Stellaris, interlude: Le Tyran et l'Amibe
- Garga Lenoir
- 23 mai 2022
- 8 min de lecture
Dernière mise à jour : 11 juil. 2022

Ceci ne fait pas vraiment partie du Let's Play, c'est une petite nouvelle que la rencontre avec l'amibe m'a inspiré et que j'ai posté dans notre section roleplay.
- Arrêt holodrame, ordonna la capitaine Visrune avec humeur.
Les images holographiques diffusées dans l’eau remplissant la pièce disparurent, et la
bioluminescence ambiante revint à la normale. Seul restait un menu listant les holodrames
disponibles, que Visrune regardait d’un oeil mauvais. Tous les officiers de son vaisseau avaient à
leur disposition les dernières créations de Turbo Narration Médias, succursale du COGIP. Ces
dernières années, le thème principal des holos était l’aventure spatiale, à la fois pour encourager
le public à y participer et parce que c’était ce qui se vendait le mieux. Seulement voilà, presque
toutes les histoires tournaient autour des combats héroïques des flottes-vagues, ou les
découvertes aventureuses des vaisseaux scientifiques.

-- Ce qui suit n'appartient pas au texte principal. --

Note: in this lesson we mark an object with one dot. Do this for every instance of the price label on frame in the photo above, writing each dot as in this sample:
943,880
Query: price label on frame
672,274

La vérité ? Les trois seules corvettes en activité n’avaient jamais rien affronté de plus
menaçant que des drones d’exercices, et l’équipage d’un des deux vaisseaux explorateurs était en
train d’essayer de convaincre le Comité de Direction COGIP qu’ils avaient employé leurs
dernières semaines à bon escient à analyser un signal venant d’une planète inhabitée, qui serait
soi-disant une chanson laissée là par des aliens inconnus. Très convaincant, se disait Visrune.
Qu’en était-il de son vaisseau ? Le Tyran du Cosmos était unique en son genre. Une
merveille technologique, de la taille d’une ville. Composé intégralement d’alliages catalytiques
semi organiques. Mais c’était un vaisseau de construction. Donc il ne faisait pas rêver. Il n’y
avait eu que quelques documentaires à son sujet. Son vaisseau était « juste » en train de
construire une station spatiale autour de l’étoile du système solaire Mathrop, qui étendrait
considérablement le territoire Enkathien. Rien d’assez épique, apparemment.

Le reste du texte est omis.